All patients had urticaria, while 5/19 (26.3%) had angioedema of the lips. Fifteen patients (78.9%) had shortness of breath or wheezing, while 8 (42.1%) had lost consciousness. Nine patients (47.3%) had hypotension. Fourteen (73.6%) of our patients had severe reactions, with loss of consciousness or hypotension, while 5 (26.3%) had symptoms related to the gastrointestinal tract.

There was no association with stress, humidity, cold weather, or use of non steroidal anti inflammatory drugs.

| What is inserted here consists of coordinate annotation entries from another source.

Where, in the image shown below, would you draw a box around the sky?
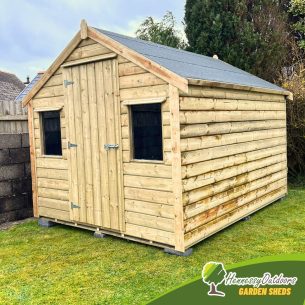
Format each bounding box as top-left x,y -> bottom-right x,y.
0,0 -> 185,81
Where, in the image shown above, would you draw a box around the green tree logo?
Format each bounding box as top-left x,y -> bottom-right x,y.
202,262 -> 227,297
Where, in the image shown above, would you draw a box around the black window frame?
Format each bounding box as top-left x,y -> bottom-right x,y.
39,109 -> 63,158
128,102 -> 164,163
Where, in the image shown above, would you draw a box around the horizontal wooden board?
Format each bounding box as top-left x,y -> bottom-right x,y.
125,211 -> 174,232
122,139 -> 172,151
125,199 -> 174,219
35,85 -> 64,98
182,144 -> 286,178
125,223 -> 175,245
65,43 -> 112,62
184,170 -> 287,211
124,187 -> 174,205
32,96 -> 65,112
180,120 -> 286,138
181,137 -> 286,164
119,73 -> 166,89
121,97 -> 169,114
36,168 -> 68,180
38,206 -> 70,220
123,151 -> 172,165
183,162 -> 287,204
180,110 -> 286,125
119,62 -> 146,76
37,178 -> 69,191
38,197 -> 70,212
77,38 -> 97,48
185,187 -> 287,247
43,74 -> 63,87
182,152 -> 287,192
123,162 -> 172,178
180,97 -> 286,111
37,186 -> 69,201
121,111 -> 170,127
181,128 -> 286,151
122,125 -> 171,139
184,179 -> 287,232
120,84 -> 168,101
124,175 -> 172,192
184,85 -> 285,102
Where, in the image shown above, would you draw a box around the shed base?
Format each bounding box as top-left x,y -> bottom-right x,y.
93,231 -> 107,238
164,248 -> 193,256
38,217 -> 56,228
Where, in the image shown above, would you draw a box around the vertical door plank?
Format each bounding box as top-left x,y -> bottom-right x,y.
71,66 -> 87,223
87,63 -> 102,226
112,59 -> 125,232
103,60 -> 119,229
63,68 -> 79,221
95,62 -> 110,228
79,65 -> 94,224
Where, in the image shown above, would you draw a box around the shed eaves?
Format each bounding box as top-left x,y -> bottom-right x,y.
15,72 -> 43,102
0,71 -> 25,102
96,29 -> 285,91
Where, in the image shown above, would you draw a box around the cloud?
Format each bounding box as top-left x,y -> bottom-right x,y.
0,0 -> 184,79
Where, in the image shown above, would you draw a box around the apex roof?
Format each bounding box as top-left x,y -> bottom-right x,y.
96,28 -> 285,91
0,71 -> 25,102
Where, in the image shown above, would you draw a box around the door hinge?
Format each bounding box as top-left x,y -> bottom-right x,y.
68,142 -> 77,149
71,202 -> 80,209
104,144 -> 119,150
64,79 -> 74,88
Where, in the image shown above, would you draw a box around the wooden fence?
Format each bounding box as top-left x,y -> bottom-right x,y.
0,101 -> 28,134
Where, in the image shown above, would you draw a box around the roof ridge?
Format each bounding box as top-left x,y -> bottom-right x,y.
95,28 -> 267,78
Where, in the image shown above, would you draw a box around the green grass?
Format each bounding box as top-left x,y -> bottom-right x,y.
0,189 -> 305,305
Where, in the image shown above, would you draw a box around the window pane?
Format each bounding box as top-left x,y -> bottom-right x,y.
131,104 -> 163,160
41,111 -> 62,156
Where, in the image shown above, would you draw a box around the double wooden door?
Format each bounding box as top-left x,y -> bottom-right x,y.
64,59 -> 124,231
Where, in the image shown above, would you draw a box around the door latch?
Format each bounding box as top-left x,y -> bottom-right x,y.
64,79 -> 74,88
68,142 -> 77,149
71,202 -> 80,209
104,144 -> 119,150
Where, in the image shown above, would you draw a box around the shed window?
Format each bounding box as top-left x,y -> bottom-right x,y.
131,103 -> 163,161
40,111 -> 62,156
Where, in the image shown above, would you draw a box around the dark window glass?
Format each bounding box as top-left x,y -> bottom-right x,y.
131,104 -> 163,160
41,111 -> 62,156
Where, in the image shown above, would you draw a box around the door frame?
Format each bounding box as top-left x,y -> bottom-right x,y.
62,56 -> 126,233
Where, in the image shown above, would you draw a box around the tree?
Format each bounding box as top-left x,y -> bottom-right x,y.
184,0 -> 289,81
289,0 -> 305,50
202,262 -> 227,297
136,12 -> 186,49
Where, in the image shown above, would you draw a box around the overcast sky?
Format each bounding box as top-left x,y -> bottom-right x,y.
0,0 -> 185,81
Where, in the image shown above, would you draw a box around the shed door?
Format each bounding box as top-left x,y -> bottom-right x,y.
64,59 -> 123,231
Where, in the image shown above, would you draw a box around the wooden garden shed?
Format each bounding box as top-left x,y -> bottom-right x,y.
23,21 -> 292,254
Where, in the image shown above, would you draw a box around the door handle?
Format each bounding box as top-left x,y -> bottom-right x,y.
104,144 -> 119,150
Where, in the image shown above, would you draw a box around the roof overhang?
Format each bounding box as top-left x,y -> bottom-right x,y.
22,20 -> 188,106
187,78 -> 293,101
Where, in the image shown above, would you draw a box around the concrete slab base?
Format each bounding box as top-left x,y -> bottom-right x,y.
93,231 -> 107,238
164,248 -> 193,256
38,217 -> 56,228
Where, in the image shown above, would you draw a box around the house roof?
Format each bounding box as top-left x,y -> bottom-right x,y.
95,28 -> 285,91
15,72 -> 44,102
0,71 -> 25,102
22,20 -> 293,106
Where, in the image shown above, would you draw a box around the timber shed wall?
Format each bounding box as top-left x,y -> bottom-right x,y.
25,28 -> 287,252
180,86 -> 287,247
31,39 -> 174,245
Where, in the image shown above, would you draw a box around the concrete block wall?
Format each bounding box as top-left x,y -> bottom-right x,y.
0,133 -> 33,224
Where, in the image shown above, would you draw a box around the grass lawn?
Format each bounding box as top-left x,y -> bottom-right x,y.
0,189 -> 305,305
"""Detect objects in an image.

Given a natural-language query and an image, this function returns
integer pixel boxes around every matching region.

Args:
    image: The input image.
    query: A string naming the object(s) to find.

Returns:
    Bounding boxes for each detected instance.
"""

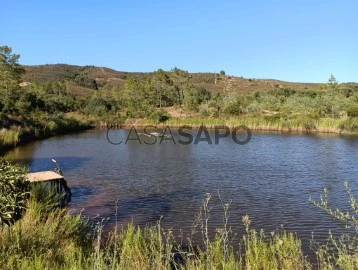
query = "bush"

However, one patient developed anaphylaxis on 6 occasions when FDEIA was during menstruation, whereas she could eat the wheat based food and exercise without symptoms at other times.

Eleven patients had only one episode, while one patient each had 8 (No. 19) and 5 episodes (No. 1) of anaphylaxis respectively. Among the group, one patient had 7 previous episodes of urticarial.

Discussion

During a 2 ½ year period, FDEIA was diagnosed in 19 patients, who had consulted two Immunologists, serving two allergy clinics in Colombo, Sri Lanka. These clinics cater to patients from the entire island. All patients with FDEIA were allergic to wheat. Two of the patients, in addition, developed anaphylaxis following exertion after eating food other than wheat. Wheat is the commonest food responsible for FDEIA in Japan [12], Korea [14] and Thailand [16]. However, the genetic makeup is different in these countries. Shellfish has been reported to be the commonest allergen implicated in FDEIA in Singapore [17], but wheat is also being described [15]. The situation is different in the west, where tomatoes, cereal and peanuts are the commonest foods implicated in FDEIA [11]. The geographical variation may be due to the use of wheat flour in popular dishes [15], such as hoppers, string hoppers and the increasing consumption of western foods, such as sandwiches and fast foods among the urban population in Sri Lanka, replacing or supplementing rice based meals.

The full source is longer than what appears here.